Cellular Droplet Sorting and Manipulation for Immunity Analysis via Acoustofluidics

Abstract

Droplet microfluidics technology holds immense potential for single-cell level biomedical engineering studies, motivating the study of cellular immunotherapy, cell interactions, drug screening, and single-cell dynamics. However, existing droplet microfluidics have limited pairing efficiency, complex manual operation procedures, and low in-droplet cell manipulation capacity, which hinder their potential application in single-cell analyses with high sample purity or uniformity requirements. Several efforts, such as electrophoretic, magnetic, and optical droplet sorters, have been used to overcome some limitations. Still, they need the all-powerful capability of acoustics to solve all the problems. As a dynamic, precise, contact-free, and biocompatible force, acoustics can improve pairing efficiency in droplets and provide an ideal tool for active droplet manipulation. In this dissertation, I demonstrate the reinvention of droplet microfluidics, reporting the multifunctionality of acoustics for high throughput, high-precision droplet sorting, and active droplet manipulation.

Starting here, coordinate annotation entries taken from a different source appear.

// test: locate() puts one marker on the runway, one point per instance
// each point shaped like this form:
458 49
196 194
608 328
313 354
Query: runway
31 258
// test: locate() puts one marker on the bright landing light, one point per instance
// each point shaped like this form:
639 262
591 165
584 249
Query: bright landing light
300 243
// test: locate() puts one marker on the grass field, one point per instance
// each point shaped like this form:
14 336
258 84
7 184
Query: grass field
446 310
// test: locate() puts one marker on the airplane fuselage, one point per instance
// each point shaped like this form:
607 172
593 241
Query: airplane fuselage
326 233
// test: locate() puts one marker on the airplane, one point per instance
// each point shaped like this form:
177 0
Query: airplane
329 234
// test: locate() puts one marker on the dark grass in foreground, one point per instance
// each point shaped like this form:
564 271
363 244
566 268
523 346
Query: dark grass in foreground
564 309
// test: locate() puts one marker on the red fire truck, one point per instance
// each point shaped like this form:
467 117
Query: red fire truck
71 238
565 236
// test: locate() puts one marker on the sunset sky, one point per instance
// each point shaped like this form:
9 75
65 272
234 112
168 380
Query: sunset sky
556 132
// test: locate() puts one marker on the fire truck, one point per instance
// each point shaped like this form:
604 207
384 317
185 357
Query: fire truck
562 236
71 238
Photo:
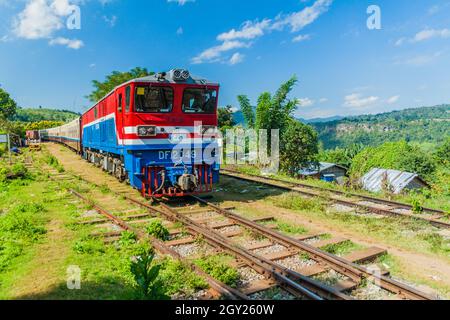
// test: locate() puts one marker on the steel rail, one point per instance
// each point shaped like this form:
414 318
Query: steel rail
286 278
294 187
348 268
218 286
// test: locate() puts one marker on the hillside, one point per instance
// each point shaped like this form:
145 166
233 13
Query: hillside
421 125
36 115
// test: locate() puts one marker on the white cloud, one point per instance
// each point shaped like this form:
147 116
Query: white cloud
305 102
420 60
69 43
110 20
425 35
38 20
431 33
41 18
301 37
236 58
251 30
181 2
213 54
298 20
356 100
393 99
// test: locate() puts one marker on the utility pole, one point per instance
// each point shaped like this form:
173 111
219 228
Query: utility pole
9 148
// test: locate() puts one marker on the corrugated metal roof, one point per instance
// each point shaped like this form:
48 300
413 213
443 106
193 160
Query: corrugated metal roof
398 180
312 170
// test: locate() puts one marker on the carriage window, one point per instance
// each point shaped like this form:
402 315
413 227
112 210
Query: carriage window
127 98
199 100
119 103
153 99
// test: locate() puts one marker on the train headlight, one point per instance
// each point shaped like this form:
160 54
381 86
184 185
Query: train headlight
185 75
208 129
146 131
180 74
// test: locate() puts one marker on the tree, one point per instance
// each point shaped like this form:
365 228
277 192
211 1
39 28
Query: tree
8 106
300 147
342 156
225 116
442 154
247 111
115 79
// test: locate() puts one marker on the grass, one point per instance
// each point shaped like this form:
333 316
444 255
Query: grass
343 248
437 198
40 240
410 234
293 201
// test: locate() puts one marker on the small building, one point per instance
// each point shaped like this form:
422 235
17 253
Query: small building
329 172
396 181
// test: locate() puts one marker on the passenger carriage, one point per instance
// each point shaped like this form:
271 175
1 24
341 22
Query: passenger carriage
157 132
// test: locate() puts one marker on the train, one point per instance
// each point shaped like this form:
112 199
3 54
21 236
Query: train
159 133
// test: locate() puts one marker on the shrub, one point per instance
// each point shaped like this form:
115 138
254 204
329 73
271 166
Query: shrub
416 206
179 278
127 238
293 201
156 229
89 245
393 155
146 274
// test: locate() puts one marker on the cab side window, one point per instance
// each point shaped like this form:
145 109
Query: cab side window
119 103
127 98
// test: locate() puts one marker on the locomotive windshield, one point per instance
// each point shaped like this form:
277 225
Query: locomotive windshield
199 100
154 99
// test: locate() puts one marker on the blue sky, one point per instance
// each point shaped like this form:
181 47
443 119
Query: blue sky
248 46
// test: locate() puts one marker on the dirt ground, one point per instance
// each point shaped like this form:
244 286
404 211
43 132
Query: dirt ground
416 265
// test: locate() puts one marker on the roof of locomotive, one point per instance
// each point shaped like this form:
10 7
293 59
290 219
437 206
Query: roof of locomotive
168 79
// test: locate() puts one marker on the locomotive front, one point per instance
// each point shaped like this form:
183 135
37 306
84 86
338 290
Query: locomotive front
170 134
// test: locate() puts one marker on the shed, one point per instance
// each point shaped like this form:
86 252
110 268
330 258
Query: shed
326 171
397 181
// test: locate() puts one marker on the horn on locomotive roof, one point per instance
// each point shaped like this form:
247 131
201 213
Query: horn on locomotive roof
180 74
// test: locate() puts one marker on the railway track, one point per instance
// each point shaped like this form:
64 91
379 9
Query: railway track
437 218
200 219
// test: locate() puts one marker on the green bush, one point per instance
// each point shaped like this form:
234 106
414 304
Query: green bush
393 155
89 245
127 238
19 227
146 274
293 201
179 278
156 229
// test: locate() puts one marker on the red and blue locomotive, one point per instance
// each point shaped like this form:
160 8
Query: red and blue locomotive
158 132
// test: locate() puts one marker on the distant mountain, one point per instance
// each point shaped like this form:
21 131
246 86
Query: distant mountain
239 118
422 125
42 114
321 120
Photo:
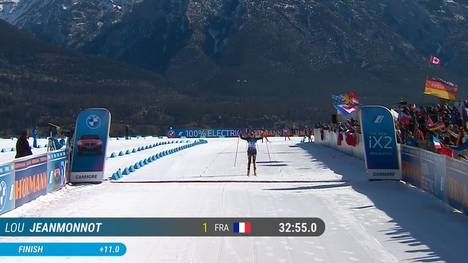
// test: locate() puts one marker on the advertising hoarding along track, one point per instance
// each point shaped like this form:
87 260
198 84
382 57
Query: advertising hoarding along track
89 146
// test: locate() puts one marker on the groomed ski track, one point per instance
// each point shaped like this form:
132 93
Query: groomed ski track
365 221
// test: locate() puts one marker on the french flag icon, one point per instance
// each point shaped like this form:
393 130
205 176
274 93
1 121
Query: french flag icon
242 227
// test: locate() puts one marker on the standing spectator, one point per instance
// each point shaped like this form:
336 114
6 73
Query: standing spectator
22 145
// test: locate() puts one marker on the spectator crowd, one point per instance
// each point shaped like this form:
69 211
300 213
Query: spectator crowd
441 128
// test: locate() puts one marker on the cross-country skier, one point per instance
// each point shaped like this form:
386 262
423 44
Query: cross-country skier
251 150
264 134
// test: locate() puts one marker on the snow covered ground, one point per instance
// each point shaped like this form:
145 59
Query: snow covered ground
365 221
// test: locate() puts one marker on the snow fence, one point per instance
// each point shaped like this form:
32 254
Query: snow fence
27 178
444 177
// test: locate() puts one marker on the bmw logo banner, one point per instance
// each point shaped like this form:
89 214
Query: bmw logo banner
89 145
380 144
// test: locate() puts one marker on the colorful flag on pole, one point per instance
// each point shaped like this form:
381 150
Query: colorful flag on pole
441 89
437 144
346 103
435 60
242 227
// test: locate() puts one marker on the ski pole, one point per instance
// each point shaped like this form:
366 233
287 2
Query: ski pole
237 149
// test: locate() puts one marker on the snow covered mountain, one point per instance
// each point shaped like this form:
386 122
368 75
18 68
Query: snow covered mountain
292 47
68 23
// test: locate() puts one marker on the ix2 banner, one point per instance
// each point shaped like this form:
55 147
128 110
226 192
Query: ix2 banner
380 144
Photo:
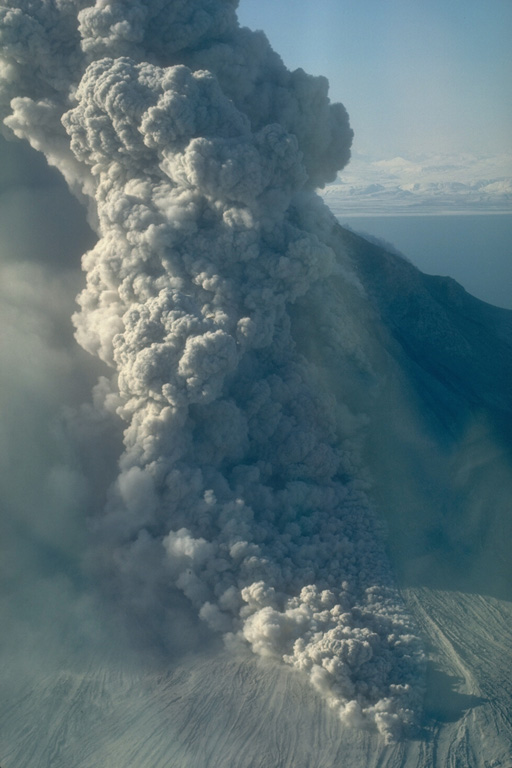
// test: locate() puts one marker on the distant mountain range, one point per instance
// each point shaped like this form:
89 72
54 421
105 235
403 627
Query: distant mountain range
422 186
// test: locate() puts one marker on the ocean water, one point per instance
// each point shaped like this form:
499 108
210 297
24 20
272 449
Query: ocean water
474 250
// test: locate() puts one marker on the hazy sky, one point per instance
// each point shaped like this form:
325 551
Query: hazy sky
415 75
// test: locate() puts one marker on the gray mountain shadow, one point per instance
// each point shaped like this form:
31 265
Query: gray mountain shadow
443 703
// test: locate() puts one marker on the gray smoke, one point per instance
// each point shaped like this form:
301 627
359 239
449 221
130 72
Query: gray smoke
241 482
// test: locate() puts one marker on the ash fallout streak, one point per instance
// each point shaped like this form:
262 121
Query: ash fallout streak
241 482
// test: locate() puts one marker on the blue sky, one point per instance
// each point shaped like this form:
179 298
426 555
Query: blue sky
416 76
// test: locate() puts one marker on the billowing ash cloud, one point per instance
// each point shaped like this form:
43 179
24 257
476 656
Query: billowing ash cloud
197 152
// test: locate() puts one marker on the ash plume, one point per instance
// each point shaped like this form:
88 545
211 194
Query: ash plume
197 153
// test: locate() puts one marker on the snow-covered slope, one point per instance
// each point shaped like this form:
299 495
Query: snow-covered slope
441 480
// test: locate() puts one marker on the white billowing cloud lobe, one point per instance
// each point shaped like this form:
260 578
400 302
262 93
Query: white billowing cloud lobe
197 153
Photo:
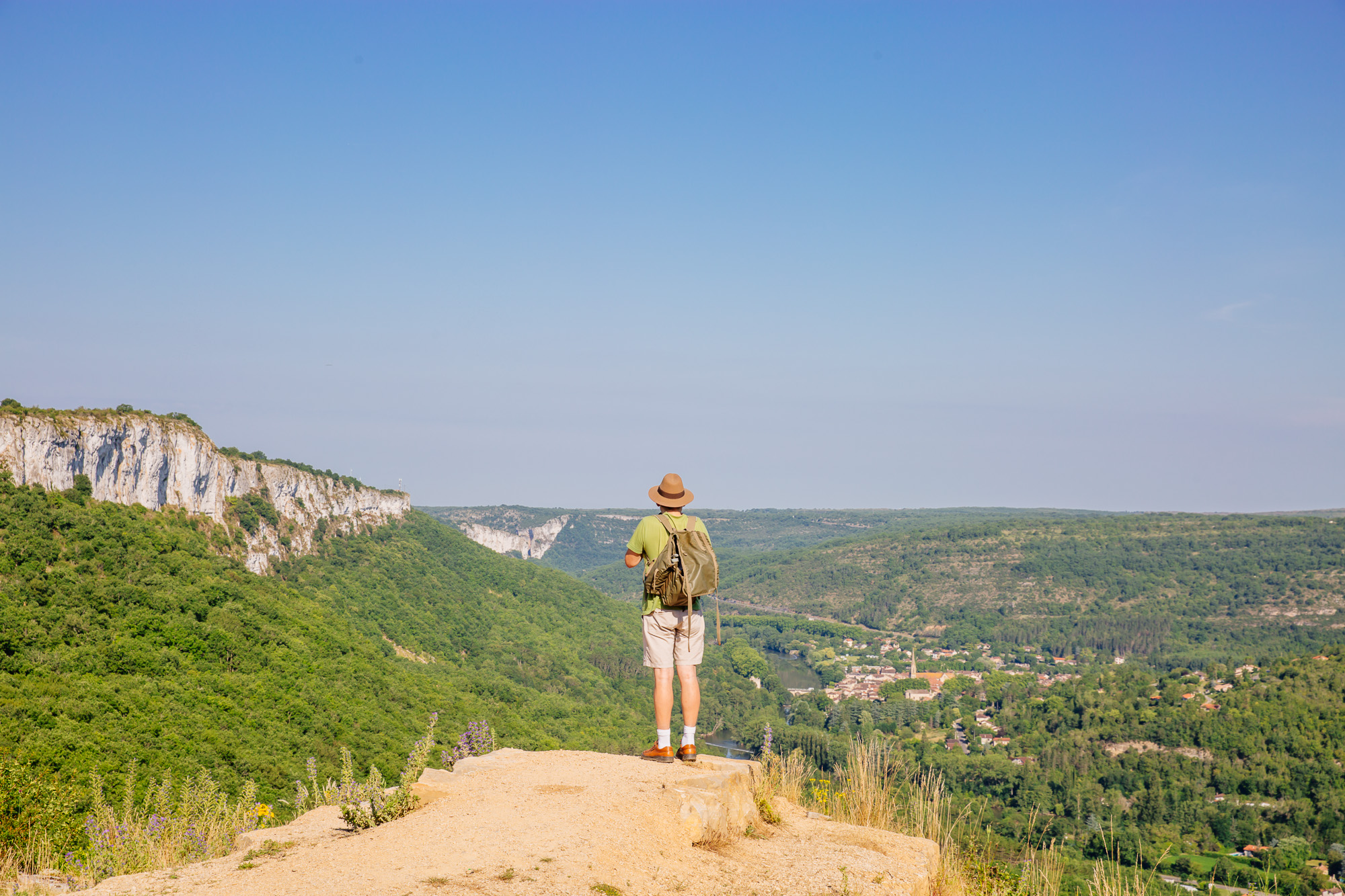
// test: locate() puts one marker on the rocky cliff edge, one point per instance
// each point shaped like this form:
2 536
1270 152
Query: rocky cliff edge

I propose a modular acoustofluidics platform designed for the streamlined sorting and collection of effector-target (i.e., NK92-K562) cell pairs, facilitating efficient monitoring of the real-time dynamics of immunological response formation. Coupled with transcriptional and protein expression analyses, I evaluated the synergistic effect of doxorubicin on the cellular immune response. In addition, because of the non-contact nature of acoustics, I can actively and simultaneously manipulate multiple cell-encapsulated droplets, which other methods cannot achieve. The proposed acoustofluidic platform can provide promising building blocks for high-throughput quantitative single-cell level coculture to understand intercellular communication while empowering immunotherapy through precision manipulation and analysis of immunological synapses.